The only area of concern is if you want to continue from the top of the pass to the Vidraru Dam (also of topgear fame) the road is easily the worst road we've driven on in eastern europe - it MUST be ready for renewal soon.

I've made videos of both part of our journey up the pass and of the quality of the roads there. If you do make the journey there is a 'communal campsite' just after the Dam which is £1 per night with water and earth closet toilet next to a stream, small bar and possible to have open fires. We stayed there two days.

http://www.europebycamper.com/2011/08/transfagarasan-pass-vidraru-dam.html


----------



## leisuretime (Mar 24, 2011)

We have also completed the drive and as you say it was not that demanding but was a fun drive.
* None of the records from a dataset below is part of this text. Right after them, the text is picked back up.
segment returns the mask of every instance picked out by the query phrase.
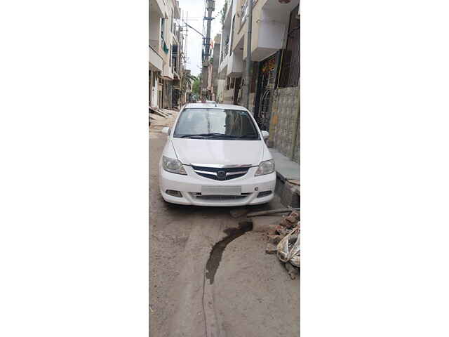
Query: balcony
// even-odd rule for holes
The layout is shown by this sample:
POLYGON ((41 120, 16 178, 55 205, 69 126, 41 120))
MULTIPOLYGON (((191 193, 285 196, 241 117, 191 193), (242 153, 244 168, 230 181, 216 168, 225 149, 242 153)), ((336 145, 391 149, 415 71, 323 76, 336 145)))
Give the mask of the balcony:
POLYGON ((229 77, 239 77, 243 70, 241 51, 234 51, 229 55, 226 74, 229 77))
POLYGON ((154 72, 161 72, 163 69, 163 60, 159 53, 149 46, 149 69, 154 72))

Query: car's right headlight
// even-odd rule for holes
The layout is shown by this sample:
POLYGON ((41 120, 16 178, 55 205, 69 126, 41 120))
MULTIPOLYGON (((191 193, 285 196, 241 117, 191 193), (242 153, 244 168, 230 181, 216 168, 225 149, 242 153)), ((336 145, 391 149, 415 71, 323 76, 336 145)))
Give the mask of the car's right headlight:
POLYGON ((274 172, 274 161, 273 159, 266 160, 261 162, 257 167, 254 176, 263 176, 274 172))
POLYGON ((162 167, 163 167, 163 169, 167 172, 172 173, 187 174, 182 164, 179 160, 168 158, 166 156, 162 156, 162 167))

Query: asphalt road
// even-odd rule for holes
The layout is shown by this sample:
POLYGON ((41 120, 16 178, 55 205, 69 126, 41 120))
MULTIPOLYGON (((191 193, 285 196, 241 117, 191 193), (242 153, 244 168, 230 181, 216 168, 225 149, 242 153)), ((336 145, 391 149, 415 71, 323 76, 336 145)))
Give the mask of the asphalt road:
POLYGON ((224 239, 210 284, 206 265, 213 247, 243 219, 232 218, 228 208, 170 205, 161 197, 157 170, 166 136, 160 131, 175 117, 152 121, 149 133, 150 336, 299 336, 299 280, 264 253, 264 234, 224 239))

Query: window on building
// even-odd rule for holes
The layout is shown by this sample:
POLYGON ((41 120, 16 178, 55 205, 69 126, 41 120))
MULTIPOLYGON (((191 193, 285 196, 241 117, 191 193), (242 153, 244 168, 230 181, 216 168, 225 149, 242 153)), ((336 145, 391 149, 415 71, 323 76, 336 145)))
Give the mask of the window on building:
POLYGON ((173 8, 171 8, 171 16, 170 17, 170 30, 173 32, 173 8))
POLYGON ((236 15, 234 15, 232 18, 232 27, 231 28, 231 51, 229 52, 229 55, 232 55, 232 43, 234 41, 234 26, 236 23, 236 15))
POLYGON ((300 19, 299 6, 290 13, 287 45, 282 55, 279 87, 297 86, 300 81, 300 19))

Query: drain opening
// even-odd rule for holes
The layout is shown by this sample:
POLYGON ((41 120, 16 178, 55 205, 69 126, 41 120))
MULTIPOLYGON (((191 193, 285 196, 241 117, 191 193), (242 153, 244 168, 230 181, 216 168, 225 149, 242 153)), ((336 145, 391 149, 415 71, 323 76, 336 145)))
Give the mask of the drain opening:
POLYGON ((226 246, 232 241, 242 236, 246 232, 253 230, 253 223, 250 221, 243 221, 239 223, 239 227, 228 228, 224 232, 227 234, 226 237, 214 244, 209 255, 209 259, 206 264, 206 277, 209 280, 209 284, 213 284, 215 273, 220 265, 220 262, 223 256, 223 251, 226 246))

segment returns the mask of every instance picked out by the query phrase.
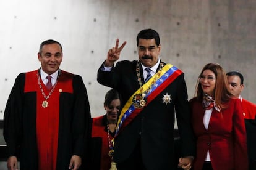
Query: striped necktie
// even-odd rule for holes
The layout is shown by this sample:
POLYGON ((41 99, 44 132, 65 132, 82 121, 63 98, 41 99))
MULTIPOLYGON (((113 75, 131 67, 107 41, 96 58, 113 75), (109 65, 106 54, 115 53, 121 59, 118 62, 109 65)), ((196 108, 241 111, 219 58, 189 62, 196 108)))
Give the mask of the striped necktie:
POLYGON ((152 75, 150 74, 152 70, 148 68, 145 68, 145 70, 146 70, 147 72, 148 72, 148 75, 147 75, 146 79, 145 79, 145 83, 146 83, 152 77, 152 75))
POLYGON ((49 90, 53 86, 53 85, 51 84, 51 76, 50 75, 48 75, 46 78, 48 79, 48 82, 47 82, 46 84, 45 84, 45 86, 46 86, 46 88, 48 90, 49 90))

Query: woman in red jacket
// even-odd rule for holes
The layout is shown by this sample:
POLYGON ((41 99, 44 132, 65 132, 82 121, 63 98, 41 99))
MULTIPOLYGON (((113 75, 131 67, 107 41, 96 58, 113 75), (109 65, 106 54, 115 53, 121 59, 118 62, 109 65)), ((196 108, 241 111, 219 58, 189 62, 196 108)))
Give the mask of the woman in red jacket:
POLYGON ((226 73, 207 64, 190 100, 197 139, 194 169, 248 169, 245 128, 239 99, 229 91, 226 73))
POLYGON ((92 119, 90 154, 86 160, 89 162, 85 163, 85 169, 109 170, 113 150, 111 140, 115 134, 119 108, 117 91, 109 90, 104 101, 106 113, 92 119))

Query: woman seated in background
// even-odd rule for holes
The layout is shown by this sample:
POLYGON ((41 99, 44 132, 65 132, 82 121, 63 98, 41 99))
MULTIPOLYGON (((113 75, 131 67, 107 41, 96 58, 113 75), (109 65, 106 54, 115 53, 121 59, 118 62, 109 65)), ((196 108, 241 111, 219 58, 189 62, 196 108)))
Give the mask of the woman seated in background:
POLYGON ((228 86, 220 65, 203 68, 189 102, 197 139, 194 169, 248 169, 242 105, 228 86))
POLYGON ((119 107, 118 92, 114 89, 109 90, 104 101, 106 113, 92 119, 91 145, 87 155, 90 162, 85 163, 85 169, 109 170, 113 152, 111 140, 115 134, 119 107))

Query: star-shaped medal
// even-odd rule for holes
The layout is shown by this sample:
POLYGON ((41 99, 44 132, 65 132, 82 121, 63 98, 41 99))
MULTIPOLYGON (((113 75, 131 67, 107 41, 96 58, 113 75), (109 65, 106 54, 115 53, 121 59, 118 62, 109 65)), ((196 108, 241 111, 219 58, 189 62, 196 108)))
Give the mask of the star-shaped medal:
POLYGON ((162 98, 163 99, 163 103, 165 103, 167 105, 167 103, 171 103, 171 95, 169 95, 167 92, 166 94, 164 94, 163 95, 163 97, 162 98))

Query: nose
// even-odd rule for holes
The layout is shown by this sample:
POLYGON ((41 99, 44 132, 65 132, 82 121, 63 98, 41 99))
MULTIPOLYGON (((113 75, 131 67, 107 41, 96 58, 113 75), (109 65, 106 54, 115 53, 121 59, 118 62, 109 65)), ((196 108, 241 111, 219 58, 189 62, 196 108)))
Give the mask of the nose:
POLYGON ((207 79, 207 78, 205 78, 202 79, 202 81, 203 82, 203 83, 207 83, 208 82, 208 79, 207 79))
POLYGON ((119 111, 119 110, 116 107, 114 107, 113 109, 112 109, 112 111, 114 113, 117 113, 118 111, 119 111))
POLYGON ((146 49, 145 51, 145 55, 148 55, 150 54, 150 51, 148 49, 146 49))

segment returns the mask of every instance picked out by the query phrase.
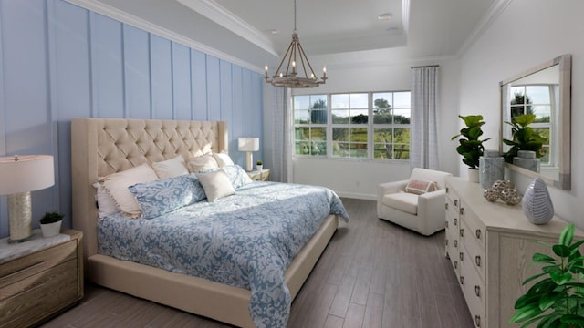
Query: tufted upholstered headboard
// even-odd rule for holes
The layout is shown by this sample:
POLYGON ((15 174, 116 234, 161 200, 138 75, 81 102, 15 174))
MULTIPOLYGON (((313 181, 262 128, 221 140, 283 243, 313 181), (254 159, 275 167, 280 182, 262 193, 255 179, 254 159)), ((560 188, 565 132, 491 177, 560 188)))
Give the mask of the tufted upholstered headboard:
POLYGON ((85 258, 98 251, 95 189, 98 177, 182 155, 227 151, 221 121, 131 118, 71 120, 73 229, 83 231, 85 258))

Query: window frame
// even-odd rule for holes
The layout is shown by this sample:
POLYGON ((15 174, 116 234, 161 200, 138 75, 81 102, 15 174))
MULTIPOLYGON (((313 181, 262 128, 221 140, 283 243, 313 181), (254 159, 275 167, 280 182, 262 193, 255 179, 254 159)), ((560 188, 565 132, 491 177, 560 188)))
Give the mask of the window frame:
MULTIPOLYGON (((308 105, 311 106, 311 101, 309 100, 308 105)), ((326 93, 326 94, 321 94, 321 93, 315 93, 315 94, 301 94, 301 95, 293 95, 292 96, 292 109, 293 109, 293 113, 292 113, 292 117, 293 117, 293 129, 294 129, 294 148, 292 150, 292 156, 294 158, 299 158, 299 159, 333 159, 333 160, 349 160, 349 161, 370 161, 370 162, 377 162, 377 163, 400 163, 400 164, 409 164, 410 163, 410 155, 409 155, 409 151, 410 151, 410 143, 407 144, 407 150, 408 150, 408 159, 376 159, 374 158, 375 156, 375 149, 374 149, 374 146, 376 144, 375 140, 374 140, 374 131, 375 128, 386 128, 387 126, 389 126, 389 128, 391 128, 391 146, 393 147, 394 145, 394 132, 395 132, 395 128, 407 128, 408 130, 411 131, 412 128, 412 122, 411 122, 411 118, 412 118, 412 91, 411 90, 407 90, 407 89, 400 89, 400 90, 389 90, 389 91, 355 91, 355 92, 332 92, 332 93, 326 93), (409 105, 410 107, 401 107, 401 108, 394 108, 394 98, 395 98, 395 94, 397 93, 409 93, 410 94, 410 102, 409 105), (392 118, 393 118, 393 110, 394 109, 409 109, 409 118, 410 118, 410 123, 408 124, 396 124, 394 122, 392 122, 391 124, 380 124, 380 123, 374 123, 374 109, 375 109, 375 105, 374 105, 374 95, 376 94, 385 94, 385 93, 389 93, 391 94, 391 105, 390 107, 390 108, 391 109, 391 114, 392 114, 392 118), (350 106, 347 108, 347 110, 349 111, 349 121, 344 124, 344 123, 333 123, 332 121, 332 115, 333 115, 333 108, 332 108, 332 97, 333 95, 348 95, 349 99, 350 99, 350 95, 351 94, 366 94, 367 95, 367 99, 368 99, 368 106, 367 106, 367 124, 357 124, 357 123, 351 123, 350 122, 350 106), (297 134, 296 134, 296 130, 297 128, 322 128, 323 125, 315 125, 312 123, 308 123, 308 124, 297 124, 296 122, 296 97, 308 97, 308 98, 310 99, 311 97, 326 97, 326 101, 327 101, 327 123, 326 123, 326 153, 323 155, 311 155, 311 154, 300 154, 300 153, 297 153, 297 142, 298 142, 298 140, 297 139, 297 134), (342 156, 335 156, 333 153, 333 144, 334 144, 334 140, 333 140, 333 128, 344 128, 347 127, 348 128, 349 128, 349 132, 350 133, 350 128, 366 128, 367 130, 367 142, 365 142, 364 144, 367 147, 367 151, 366 151, 366 156, 365 157, 342 157, 342 156)), ((310 108, 308 108, 310 109, 310 108)), ((362 110, 365 108, 354 108, 356 110, 362 110)), ((307 109, 298 109, 298 110, 307 110, 307 109)), ((335 108, 335 110, 342 110, 342 108, 335 108)), ((410 137, 411 138, 411 137, 410 137)), ((309 139, 310 142, 313 142, 311 138, 309 139)), ((347 141, 347 143, 352 144, 355 143, 354 141, 351 141, 350 139, 347 141)), ((357 143, 360 143, 361 142, 357 142, 357 143)), ((379 143, 378 143, 379 144, 379 143)), ((405 145, 405 144, 404 144, 405 145)), ((391 149, 391 151, 393 152, 393 148, 391 149)))

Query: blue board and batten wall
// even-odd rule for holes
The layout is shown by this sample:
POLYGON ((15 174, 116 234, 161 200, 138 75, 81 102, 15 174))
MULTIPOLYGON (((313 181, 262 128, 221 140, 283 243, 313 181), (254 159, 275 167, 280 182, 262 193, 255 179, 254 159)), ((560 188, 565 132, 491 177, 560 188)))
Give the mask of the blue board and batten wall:
MULTIPOLYGON (((70 120, 75 117, 225 120, 262 137, 262 76, 61 0, 0 0, 0 156, 55 157, 55 186, 33 192, 70 226, 70 120)), ((255 154, 261 158, 261 152, 255 154)), ((8 235, 0 197, 0 237, 8 235)))

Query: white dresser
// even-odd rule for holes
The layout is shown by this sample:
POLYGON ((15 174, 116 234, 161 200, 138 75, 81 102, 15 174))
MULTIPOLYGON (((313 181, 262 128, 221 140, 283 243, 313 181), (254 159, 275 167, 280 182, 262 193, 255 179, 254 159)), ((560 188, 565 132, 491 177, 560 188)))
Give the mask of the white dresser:
MULTIPOLYGON (((550 248, 532 241, 556 243, 567 224, 558 217, 545 225, 532 224, 521 204, 491 203, 478 183, 447 178, 446 256, 476 327, 516 327, 509 318, 527 289, 521 283, 541 272, 540 265, 529 266, 533 253, 553 255, 550 248)), ((577 230, 576 236, 584 232, 577 230)))

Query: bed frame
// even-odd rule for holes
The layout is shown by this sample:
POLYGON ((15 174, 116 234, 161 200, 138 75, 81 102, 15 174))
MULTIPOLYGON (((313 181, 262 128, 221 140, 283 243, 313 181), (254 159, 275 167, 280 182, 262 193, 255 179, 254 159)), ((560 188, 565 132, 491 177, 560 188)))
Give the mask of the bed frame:
MULTIPOLYGON (((250 292, 98 254, 98 177, 182 155, 227 151, 225 122, 87 118, 71 121, 73 228, 83 231, 86 277, 99 285, 241 327, 255 327, 250 292)), ((292 299, 339 225, 330 215, 285 274, 292 299)))

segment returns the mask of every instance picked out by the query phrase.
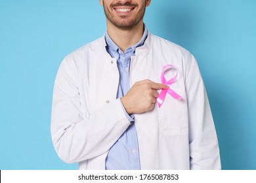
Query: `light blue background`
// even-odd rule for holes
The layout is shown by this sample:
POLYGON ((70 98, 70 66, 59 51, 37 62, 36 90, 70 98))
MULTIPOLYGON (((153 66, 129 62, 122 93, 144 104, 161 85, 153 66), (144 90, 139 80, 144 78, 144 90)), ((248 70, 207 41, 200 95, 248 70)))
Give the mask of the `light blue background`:
MULTIPOLYGON (((256 169, 256 1, 152 0, 153 33, 197 58, 224 169, 256 169)), ((51 139, 64 57, 106 31, 98 0, 0 0, 0 169, 73 169, 51 139)))

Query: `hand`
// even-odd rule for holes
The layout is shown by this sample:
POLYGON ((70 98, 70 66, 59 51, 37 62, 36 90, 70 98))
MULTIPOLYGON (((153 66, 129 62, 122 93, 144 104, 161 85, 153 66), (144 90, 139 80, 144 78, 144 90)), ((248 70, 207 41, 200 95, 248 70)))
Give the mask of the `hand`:
POLYGON ((152 109, 160 89, 168 89, 165 84, 144 80, 135 82, 128 93, 121 98, 127 114, 140 114, 152 109))

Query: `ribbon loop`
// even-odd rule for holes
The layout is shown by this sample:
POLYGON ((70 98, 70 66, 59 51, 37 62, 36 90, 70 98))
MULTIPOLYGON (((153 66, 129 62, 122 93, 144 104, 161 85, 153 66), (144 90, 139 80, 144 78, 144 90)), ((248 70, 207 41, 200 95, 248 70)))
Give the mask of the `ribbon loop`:
POLYGON ((166 84, 167 86, 168 86, 169 88, 168 89, 162 89, 160 92, 160 93, 158 95, 158 97, 156 99, 159 108, 160 108, 161 105, 163 104, 163 101, 164 101, 167 93, 169 93, 169 95, 172 96, 175 99, 177 99, 177 100, 181 99, 181 96, 178 95, 177 93, 176 93, 175 92, 174 92, 173 90, 171 90, 170 88, 171 85, 173 84, 176 81, 178 73, 176 74, 176 75, 173 78, 172 78, 171 79, 170 79, 168 81, 166 81, 166 79, 165 79, 165 76, 164 76, 164 72, 165 71, 165 70, 169 69, 172 69, 172 68, 174 68, 173 65, 167 64, 167 65, 165 65, 165 66, 163 66, 163 69, 161 71, 161 82, 162 84, 166 84))

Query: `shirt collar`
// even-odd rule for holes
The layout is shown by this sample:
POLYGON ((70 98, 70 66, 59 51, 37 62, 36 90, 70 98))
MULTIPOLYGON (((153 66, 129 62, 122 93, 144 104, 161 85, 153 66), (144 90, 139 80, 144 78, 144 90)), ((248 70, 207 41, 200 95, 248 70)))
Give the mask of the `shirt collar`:
MULTIPOLYGON (((134 53, 135 52, 136 48, 141 46, 144 44, 144 41, 146 41, 146 39, 148 37, 148 29, 146 29, 145 24, 144 24, 143 25, 144 25, 144 33, 143 33, 143 35, 141 37, 140 41, 139 41, 137 43, 136 43, 133 46, 132 46, 129 48, 127 48, 125 50, 125 52, 124 52, 125 53, 127 50, 130 50, 130 49, 131 49, 132 52, 134 53)), ((110 37, 108 34, 107 31, 106 31, 106 33, 105 33, 105 41, 106 41, 106 46, 108 46, 108 49, 110 49, 112 51, 118 52, 118 50, 119 50, 119 48, 118 47, 117 45, 116 44, 115 42, 114 42, 114 41, 112 40, 112 39, 110 38, 110 37)))

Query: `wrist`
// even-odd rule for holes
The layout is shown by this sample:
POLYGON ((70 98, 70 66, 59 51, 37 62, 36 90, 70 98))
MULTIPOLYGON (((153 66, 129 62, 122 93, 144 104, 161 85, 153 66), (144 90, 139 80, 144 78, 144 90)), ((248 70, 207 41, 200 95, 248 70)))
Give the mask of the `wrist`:
POLYGON ((124 108, 125 109, 126 112, 128 114, 133 114, 132 112, 129 109, 129 107, 128 107, 129 105, 128 105, 128 104, 127 103, 127 100, 126 100, 125 96, 121 97, 120 99, 121 99, 121 102, 122 103, 124 108))

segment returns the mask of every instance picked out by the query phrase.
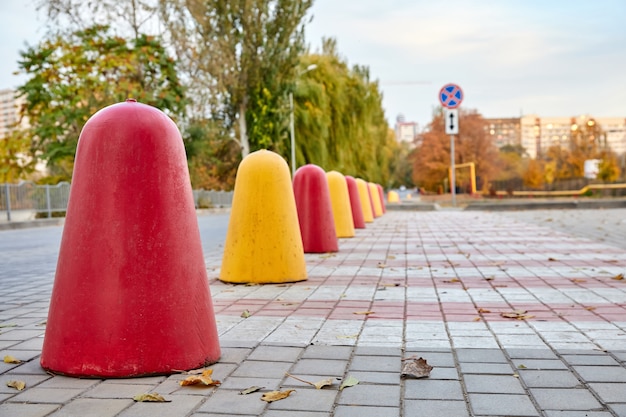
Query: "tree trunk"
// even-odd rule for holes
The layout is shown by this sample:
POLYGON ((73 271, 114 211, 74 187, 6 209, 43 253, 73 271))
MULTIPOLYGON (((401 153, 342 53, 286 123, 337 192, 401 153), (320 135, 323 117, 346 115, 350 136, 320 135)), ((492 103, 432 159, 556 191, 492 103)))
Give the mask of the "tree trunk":
POLYGON ((245 158, 250 153, 250 142, 248 141, 248 131, 246 130, 246 102, 244 98, 239 105, 239 144, 241 145, 241 158, 245 158))

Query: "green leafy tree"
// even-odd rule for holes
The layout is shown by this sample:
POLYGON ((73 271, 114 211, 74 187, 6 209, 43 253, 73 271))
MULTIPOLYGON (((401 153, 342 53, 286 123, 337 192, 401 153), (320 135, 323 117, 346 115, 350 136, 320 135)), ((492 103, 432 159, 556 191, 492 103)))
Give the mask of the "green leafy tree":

We went from North to South; the actual Transfagarasan rd was in reasonable condition but as you say the road then deteriorated significantly. We had hoped that when we turned off to Bran the road would improve but it did not. With hindsight it might have been better to turn round and go back north and do the Transfagarasan again and then pick up the E68 east to Brasov.

Since leaving Romania we have just journeyed in the Peloppenese from Gythio to Finnikoundas. While it did not have as many dramatic hairpin bends, it is a delightful drive along the coast and then through the mountains


----------